At the end of the long call he made, he said, abruptly, when he had risen to go, "I should like to paint you.""Who? Me?" she cried, as if it were the most incredible thing, while a glad color rushed over her face.
"Yes. While you're waiting to get your school, couldn't you come in with your father, now and then, and sit for me?""What's he want me to come fer?" Whitwell demanded, when the plan was laid before him. He was giving his unlimited leisure to the exploration of Boston, and his tone expressed something of the injury, which he also put into words, as a sole objection to the proposed interruption. "Can't you go alone, Cynthy ?" Cynthia said she did not know, but when the point was referred to Mrs. Fredericks, she was sure Cynthia could not go alone, and she acquainted them both, as far as she could, with that mystery of chaperonage which had never touched their lives before. Whitwell seemed to think that his daughter would give the matter up; and perhaps she might have done so, though she seemed reluctant, if Mrs. Fredericks had not further instructed them that it was the highest possible honor Mr. Westover was offering them, and that if he had proposed to paint her daughter she would simply have gone and lived with him while he was doing it.
Whitwell found some compensation for the time lost to his study of Boston in the conversation of the painter, which he said was worth a hundred cents on the dollar every time, though it dealt less with the metaphysical aspect of the latest facts of science than the philosopher could have wished. He did not, to be sure, take very much stock in the picture as it advanced, somewhat fitfully, with a good many reversions to its original state of sketch. It appeared to him always a slight and feeble representation of Cynthia, though, of course, a native politeness forbade him to express his disappointment. He avowed a faith in Westover's ability to get it right in the end, and always bade him go on, and take as much time to it as he wanted.
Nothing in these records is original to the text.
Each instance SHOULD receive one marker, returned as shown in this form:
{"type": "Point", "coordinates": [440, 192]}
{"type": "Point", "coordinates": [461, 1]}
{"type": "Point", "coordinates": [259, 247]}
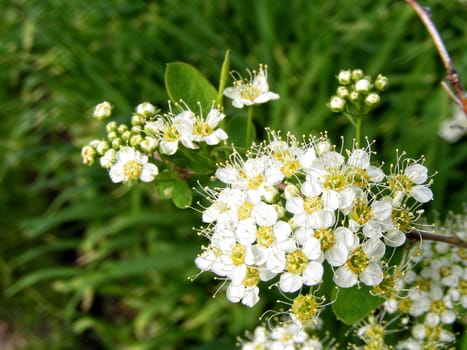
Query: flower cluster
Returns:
{"type": "Point", "coordinates": [126, 151]}
{"type": "Point", "coordinates": [289, 208]}
{"type": "Point", "coordinates": [286, 335]}
{"type": "Point", "coordinates": [252, 91]}
{"type": "Point", "coordinates": [357, 91]}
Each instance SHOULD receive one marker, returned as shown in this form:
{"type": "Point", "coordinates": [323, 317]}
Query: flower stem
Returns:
{"type": "Point", "coordinates": [249, 127]}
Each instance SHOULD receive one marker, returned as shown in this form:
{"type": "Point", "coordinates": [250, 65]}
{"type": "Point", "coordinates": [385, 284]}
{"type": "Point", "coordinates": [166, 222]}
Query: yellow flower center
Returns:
{"type": "Point", "coordinates": [357, 261]}
{"type": "Point", "coordinates": [358, 177]}
{"type": "Point", "coordinates": [312, 204]}
{"type": "Point", "coordinates": [171, 134]}
{"type": "Point", "coordinates": [265, 236]}
{"type": "Point", "coordinates": [132, 170]}
{"type": "Point", "coordinates": [244, 210]}
{"type": "Point", "coordinates": [335, 181]}
{"type": "Point", "coordinates": [296, 262]}
{"type": "Point", "coordinates": [400, 182]}
{"type": "Point", "coordinates": [255, 182]}
{"type": "Point", "coordinates": [252, 277]}
{"type": "Point", "coordinates": [249, 92]}
{"type": "Point", "coordinates": [361, 212]}
{"type": "Point", "coordinates": [202, 129]}
{"type": "Point", "coordinates": [304, 307]}
{"type": "Point", "coordinates": [290, 168]}
{"type": "Point", "coordinates": [401, 219]}
{"type": "Point", "coordinates": [238, 254]}
{"type": "Point", "coordinates": [326, 236]}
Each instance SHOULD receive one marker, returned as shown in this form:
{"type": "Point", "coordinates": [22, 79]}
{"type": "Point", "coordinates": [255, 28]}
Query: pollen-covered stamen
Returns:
{"type": "Point", "coordinates": [244, 210]}
{"type": "Point", "coordinates": [296, 262]}
{"type": "Point", "coordinates": [252, 277]}
{"type": "Point", "coordinates": [358, 261]}
{"type": "Point", "coordinates": [401, 219]}
{"type": "Point", "coordinates": [312, 204]}
{"type": "Point", "coordinates": [326, 237]}
{"type": "Point", "coordinates": [132, 169]}
{"type": "Point", "coordinates": [238, 254]}
{"type": "Point", "coordinates": [290, 168]}
{"type": "Point", "coordinates": [358, 177]}
{"type": "Point", "coordinates": [335, 180]}
{"type": "Point", "coordinates": [400, 182]}
{"type": "Point", "coordinates": [249, 92]}
{"type": "Point", "coordinates": [361, 212]}
{"type": "Point", "coordinates": [171, 134]}
{"type": "Point", "coordinates": [304, 307]}
{"type": "Point", "coordinates": [202, 129]}
{"type": "Point", "coordinates": [265, 236]}
{"type": "Point", "coordinates": [256, 182]}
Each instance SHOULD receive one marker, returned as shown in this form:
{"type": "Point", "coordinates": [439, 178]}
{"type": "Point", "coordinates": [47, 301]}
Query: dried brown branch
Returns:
{"type": "Point", "coordinates": [422, 235]}
{"type": "Point", "coordinates": [460, 97]}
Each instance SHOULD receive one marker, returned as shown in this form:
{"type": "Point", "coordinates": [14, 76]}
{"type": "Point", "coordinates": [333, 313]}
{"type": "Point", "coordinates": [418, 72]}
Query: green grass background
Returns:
{"type": "Point", "coordinates": [88, 265]}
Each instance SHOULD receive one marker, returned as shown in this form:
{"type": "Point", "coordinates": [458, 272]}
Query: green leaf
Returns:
{"type": "Point", "coordinates": [223, 77]}
{"type": "Point", "coordinates": [182, 195]}
{"type": "Point", "coordinates": [354, 304]}
{"type": "Point", "coordinates": [185, 82]}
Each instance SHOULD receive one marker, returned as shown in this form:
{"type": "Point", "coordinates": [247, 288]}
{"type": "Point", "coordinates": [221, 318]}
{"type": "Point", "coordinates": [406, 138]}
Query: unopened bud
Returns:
{"type": "Point", "coordinates": [344, 77]}
{"type": "Point", "coordinates": [146, 109]}
{"type": "Point", "coordinates": [336, 104]}
{"type": "Point", "coordinates": [381, 82]}
{"type": "Point", "coordinates": [363, 85]}
{"type": "Point", "coordinates": [342, 92]}
{"type": "Point", "coordinates": [372, 99]}
{"type": "Point", "coordinates": [357, 74]}
{"type": "Point", "coordinates": [102, 111]}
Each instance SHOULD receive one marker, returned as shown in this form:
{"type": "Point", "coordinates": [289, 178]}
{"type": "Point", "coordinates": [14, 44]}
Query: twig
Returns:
{"type": "Point", "coordinates": [422, 235]}
{"type": "Point", "coordinates": [452, 76]}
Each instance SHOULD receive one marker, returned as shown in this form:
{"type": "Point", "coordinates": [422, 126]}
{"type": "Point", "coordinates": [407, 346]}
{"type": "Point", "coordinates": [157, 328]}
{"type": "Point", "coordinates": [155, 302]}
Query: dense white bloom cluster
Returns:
{"type": "Point", "coordinates": [287, 335]}
{"type": "Point", "coordinates": [127, 150]}
{"type": "Point", "coordinates": [289, 208]}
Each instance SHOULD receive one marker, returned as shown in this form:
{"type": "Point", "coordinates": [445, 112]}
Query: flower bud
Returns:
{"type": "Point", "coordinates": [117, 143]}
{"type": "Point", "coordinates": [148, 145]}
{"type": "Point", "coordinates": [146, 109]}
{"type": "Point", "coordinates": [354, 96]}
{"type": "Point", "coordinates": [363, 85]}
{"type": "Point", "coordinates": [357, 74]}
{"type": "Point", "coordinates": [122, 128]}
{"type": "Point", "coordinates": [372, 99]}
{"type": "Point", "coordinates": [342, 92]}
{"type": "Point", "coordinates": [88, 153]}
{"type": "Point", "coordinates": [344, 77]}
{"type": "Point", "coordinates": [102, 147]}
{"type": "Point", "coordinates": [137, 119]}
{"type": "Point", "coordinates": [102, 111]}
{"type": "Point", "coordinates": [381, 82]}
{"type": "Point", "coordinates": [108, 159]}
{"type": "Point", "coordinates": [135, 140]}
{"type": "Point", "coordinates": [111, 126]}
{"type": "Point", "coordinates": [336, 104]}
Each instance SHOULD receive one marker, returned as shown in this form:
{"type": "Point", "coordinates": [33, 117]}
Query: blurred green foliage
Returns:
{"type": "Point", "coordinates": [86, 264]}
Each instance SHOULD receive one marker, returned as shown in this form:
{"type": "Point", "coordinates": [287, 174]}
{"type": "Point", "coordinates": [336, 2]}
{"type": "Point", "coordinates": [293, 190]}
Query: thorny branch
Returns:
{"type": "Point", "coordinates": [422, 235]}
{"type": "Point", "coordinates": [460, 97]}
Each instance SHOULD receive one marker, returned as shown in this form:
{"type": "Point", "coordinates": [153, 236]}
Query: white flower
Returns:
{"type": "Point", "coordinates": [364, 264]}
{"type": "Point", "coordinates": [102, 111]}
{"type": "Point", "coordinates": [131, 165]}
{"type": "Point", "coordinates": [254, 91]}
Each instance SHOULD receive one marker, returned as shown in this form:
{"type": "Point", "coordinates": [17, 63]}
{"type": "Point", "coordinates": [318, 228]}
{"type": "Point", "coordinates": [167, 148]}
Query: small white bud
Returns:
{"type": "Point", "coordinates": [372, 99]}
{"type": "Point", "coordinates": [363, 85]}
{"type": "Point", "coordinates": [344, 77]}
{"type": "Point", "coordinates": [337, 104]}
{"type": "Point", "coordinates": [102, 111]}
{"type": "Point", "coordinates": [146, 109]}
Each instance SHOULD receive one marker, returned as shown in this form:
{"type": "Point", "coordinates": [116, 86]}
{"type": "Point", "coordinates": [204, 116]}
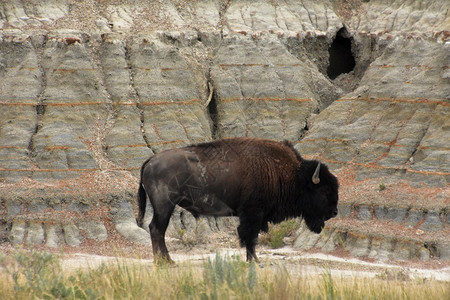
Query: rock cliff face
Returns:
{"type": "Point", "coordinates": [90, 89]}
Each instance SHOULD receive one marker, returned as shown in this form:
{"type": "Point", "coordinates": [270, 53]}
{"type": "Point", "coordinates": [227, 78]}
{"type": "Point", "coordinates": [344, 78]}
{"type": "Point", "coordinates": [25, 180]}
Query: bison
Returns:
{"type": "Point", "coordinates": [257, 180]}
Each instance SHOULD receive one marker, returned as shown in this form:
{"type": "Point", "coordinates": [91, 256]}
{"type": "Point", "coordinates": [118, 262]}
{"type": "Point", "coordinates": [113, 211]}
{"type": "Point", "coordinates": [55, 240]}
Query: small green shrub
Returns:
{"type": "Point", "coordinates": [277, 232]}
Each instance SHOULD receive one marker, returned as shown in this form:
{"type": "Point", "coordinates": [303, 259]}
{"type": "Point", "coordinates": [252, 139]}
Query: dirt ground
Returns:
{"type": "Point", "coordinates": [93, 254]}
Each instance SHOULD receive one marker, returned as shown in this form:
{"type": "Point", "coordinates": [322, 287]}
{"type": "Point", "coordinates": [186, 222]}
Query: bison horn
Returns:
{"type": "Point", "coordinates": [316, 178]}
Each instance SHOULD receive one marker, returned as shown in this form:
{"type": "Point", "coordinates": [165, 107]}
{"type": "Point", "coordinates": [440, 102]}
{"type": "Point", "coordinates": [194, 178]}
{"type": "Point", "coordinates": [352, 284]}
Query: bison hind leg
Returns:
{"type": "Point", "coordinates": [158, 227]}
{"type": "Point", "coordinates": [248, 230]}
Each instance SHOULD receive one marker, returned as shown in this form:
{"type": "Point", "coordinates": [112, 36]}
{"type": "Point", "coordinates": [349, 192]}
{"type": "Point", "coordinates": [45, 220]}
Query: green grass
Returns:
{"type": "Point", "coordinates": [277, 232]}
{"type": "Point", "coordinates": [37, 275]}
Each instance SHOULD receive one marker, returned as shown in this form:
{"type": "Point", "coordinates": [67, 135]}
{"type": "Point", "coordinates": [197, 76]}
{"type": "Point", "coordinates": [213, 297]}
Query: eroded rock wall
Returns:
{"type": "Point", "coordinates": [89, 90]}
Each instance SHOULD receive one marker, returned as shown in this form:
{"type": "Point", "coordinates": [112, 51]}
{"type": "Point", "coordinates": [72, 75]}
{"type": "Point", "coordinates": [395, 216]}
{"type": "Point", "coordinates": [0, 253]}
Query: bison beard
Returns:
{"type": "Point", "coordinates": [258, 180]}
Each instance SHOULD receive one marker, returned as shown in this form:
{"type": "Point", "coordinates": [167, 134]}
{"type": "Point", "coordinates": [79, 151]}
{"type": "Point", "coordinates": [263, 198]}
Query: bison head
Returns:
{"type": "Point", "coordinates": [319, 194]}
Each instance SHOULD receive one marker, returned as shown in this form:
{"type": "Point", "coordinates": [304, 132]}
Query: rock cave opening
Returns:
{"type": "Point", "coordinates": [341, 59]}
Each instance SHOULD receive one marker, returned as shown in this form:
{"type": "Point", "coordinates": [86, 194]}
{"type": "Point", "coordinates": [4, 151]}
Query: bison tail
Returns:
{"type": "Point", "coordinates": [142, 203]}
{"type": "Point", "coordinates": [141, 199]}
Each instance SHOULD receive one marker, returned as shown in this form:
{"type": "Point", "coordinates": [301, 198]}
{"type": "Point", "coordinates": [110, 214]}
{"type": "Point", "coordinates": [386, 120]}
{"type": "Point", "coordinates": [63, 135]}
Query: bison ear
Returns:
{"type": "Point", "coordinates": [316, 178]}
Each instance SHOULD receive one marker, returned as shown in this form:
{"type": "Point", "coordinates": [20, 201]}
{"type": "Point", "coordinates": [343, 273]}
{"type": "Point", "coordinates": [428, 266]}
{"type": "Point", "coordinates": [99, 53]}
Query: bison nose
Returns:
{"type": "Point", "coordinates": [335, 212]}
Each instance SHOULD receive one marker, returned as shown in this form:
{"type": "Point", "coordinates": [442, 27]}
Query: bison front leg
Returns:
{"type": "Point", "coordinates": [158, 227]}
{"type": "Point", "coordinates": [248, 229]}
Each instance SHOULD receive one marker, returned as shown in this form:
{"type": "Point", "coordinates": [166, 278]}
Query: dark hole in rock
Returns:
{"type": "Point", "coordinates": [341, 57]}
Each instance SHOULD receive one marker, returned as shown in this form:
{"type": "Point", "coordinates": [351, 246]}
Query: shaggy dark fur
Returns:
{"type": "Point", "coordinates": [258, 180]}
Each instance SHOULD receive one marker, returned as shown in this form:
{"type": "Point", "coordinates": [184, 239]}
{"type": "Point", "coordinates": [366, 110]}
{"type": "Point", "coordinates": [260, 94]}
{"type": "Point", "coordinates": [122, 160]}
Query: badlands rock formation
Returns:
{"type": "Point", "coordinates": [90, 89]}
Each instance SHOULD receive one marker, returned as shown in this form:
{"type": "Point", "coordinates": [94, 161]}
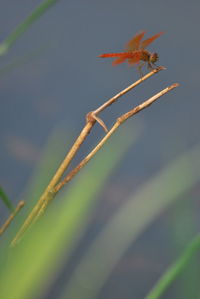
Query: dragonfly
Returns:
{"type": "Point", "coordinates": [136, 54]}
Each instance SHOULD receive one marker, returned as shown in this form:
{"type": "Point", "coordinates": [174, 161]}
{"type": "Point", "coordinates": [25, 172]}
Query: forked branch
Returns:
{"type": "Point", "coordinates": [56, 183]}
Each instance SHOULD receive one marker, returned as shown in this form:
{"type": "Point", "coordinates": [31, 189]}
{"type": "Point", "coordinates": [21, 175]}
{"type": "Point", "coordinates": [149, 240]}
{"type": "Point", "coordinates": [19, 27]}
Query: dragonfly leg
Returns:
{"type": "Point", "coordinates": [139, 68]}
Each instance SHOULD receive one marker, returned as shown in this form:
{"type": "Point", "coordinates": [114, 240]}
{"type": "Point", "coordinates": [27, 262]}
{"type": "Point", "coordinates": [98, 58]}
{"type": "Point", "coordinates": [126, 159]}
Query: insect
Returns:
{"type": "Point", "coordinates": [136, 53]}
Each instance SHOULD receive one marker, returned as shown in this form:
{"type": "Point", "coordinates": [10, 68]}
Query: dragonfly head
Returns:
{"type": "Point", "coordinates": [153, 57]}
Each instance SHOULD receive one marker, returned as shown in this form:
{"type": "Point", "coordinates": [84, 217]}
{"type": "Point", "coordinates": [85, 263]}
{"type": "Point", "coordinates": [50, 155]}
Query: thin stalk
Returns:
{"type": "Point", "coordinates": [11, 217]}
{"type": "Point", "coordinates": [51, 191]}
{"type": "Point", "coordinates": [118, 123]}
He felt less uneasy than at first, because he had now found a little furnished house in the woodenest outskirts of North Cambridge, which he hired cheap from the recently widowed owner, and they were keeping house there. Jombateeste lived with them, and worked in the brick-yards. Out of hours he helped Cynthia, and kept the ugly little place looking trim and neat, and left Whitwell free for the tramps home to nature, which he began to take over the Belmont uplands as soon as the spring opened.
He was not homesick, as Cynthia was afraid he might be; his mind was fully occupied by the vast and varied interests opened to it by the intellectual and material activities of the neighboring city; and he found ample scope for his physical energies in doing Cynthia's errands, as well as studying the strange flora of the region. He apparently thought that he had made a distinct rise and advance in the world.
Sometimes, in the first days of his satisfaction with his establishment, he expressed the wish that Jackson could only have seen how he was fixed, once. In his preoccupation with other things, he no longer attempted to explore the eternal mysteries with the help of planchette; the ungrateful instrument gathered as much dust as Cynthia would suffer on the what-not in the corner of the solemn parlor; and after two or three visits to the First Spiritual Temple in Boston, he lapsed altogether from an interest in the other world, which had, perhaps, mainly flourished in the absence of pressing subjects of inquiry, in this.
When at last Westover confessed that he had carried his picture of Cynthia as far as he could, Whitwell did his best to hide his disappointment. "Well, sir," he said, tolerantly and even cheeringly, "I presume we're every one of us a different person to whoever looks at us. They say that no two men see the same star.""You mean that she doesn't look so to you," suggested the painter, who seemed not at all abashed.
"Well, you might say-- Why, here! It's like her; photograph couldn't get it any better; but it makes me think-well, of a bird that you've come on sudden, and it stoops as if it was goin' to fly--""Ah," said Westover, "does it make you think of that?"